The International Brotherhood of Electrical Workers combined a variety of skilled work categories and work sites drawn from different industries. Its core components were Division A, the electricians who worked mostly in construction sites, and Division Y which covered a mixture of workers in New York’s massive electrical components industry. The world of Division A, which was entered through strict apprenticeship and training programs, was a father-son transmission belt so common to the construction trades and skilled trades.Needless to say its member where nearly completely white through the early 1960s. Division Y was where all the factory workers were organized and even though many of these jobs were highly skilled and high pay, it was where most of the expansion of IBEW took place during the post-war years and where they ended up recruiting most of their Puerto Rican members. By the mid-1960s Puerto Rican membership in IBEW increased and came to include other divisions as a small but growing number of Puerto Ricans gained access to electrician training in the construction industry.
IBEW President Harry Van Arsdale was committed to changing the practices of racial exclusion within the construction division, probably the only labor leader who had anything to do with skilled construction trades who pushed anti-discrimination work. Van Arsdale was also President of the city’s Powerful Central Labor Council and also from there pushed for various reforms including the fight to organize the mob-controlled unions that operated in factories in which so many Puerto Ricans worked.

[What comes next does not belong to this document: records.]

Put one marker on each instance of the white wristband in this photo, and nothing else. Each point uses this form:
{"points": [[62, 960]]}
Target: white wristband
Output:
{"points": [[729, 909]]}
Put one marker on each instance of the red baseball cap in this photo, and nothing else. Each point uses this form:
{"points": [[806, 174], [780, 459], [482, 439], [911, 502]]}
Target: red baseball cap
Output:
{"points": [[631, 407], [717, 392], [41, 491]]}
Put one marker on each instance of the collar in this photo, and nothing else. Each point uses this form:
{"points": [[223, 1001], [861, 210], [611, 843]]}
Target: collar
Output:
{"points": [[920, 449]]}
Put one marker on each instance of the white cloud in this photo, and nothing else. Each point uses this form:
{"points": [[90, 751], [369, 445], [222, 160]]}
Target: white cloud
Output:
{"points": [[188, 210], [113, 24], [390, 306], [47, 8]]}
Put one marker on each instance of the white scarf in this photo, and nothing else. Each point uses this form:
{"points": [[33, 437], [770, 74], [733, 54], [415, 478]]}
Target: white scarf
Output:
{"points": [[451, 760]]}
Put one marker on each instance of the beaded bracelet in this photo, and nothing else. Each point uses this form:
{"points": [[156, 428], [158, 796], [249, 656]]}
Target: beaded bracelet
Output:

By the late 1950s IBEW had trained hundreds of Puerto Rican and other Latino low-level plant leaders and business managers. Some of these leaders would go on to become civil rights and labor leaders both within IBEW and in many other organizations inside and outside the Puerto Rican community The Santiago Iglesias Society organized in 1957 by Puerto Ricans within the IBEW was not the first Spanish speaking organization within a major industrial union, but it was the most successful, autonomous and long-lasting, with a familiar presence in the yearly Puerto Rican parade. By the mid-1960s 20% of IBEW Local 3 IBEW members were Puerto Ricans (about 6000 Puerto Rican members). Local 3 played a critical role in promoting young Puerto Ricans as construction electricians and helping move workers to higher-pay categories within the factories. It also offered courses, services and cultural events to its members.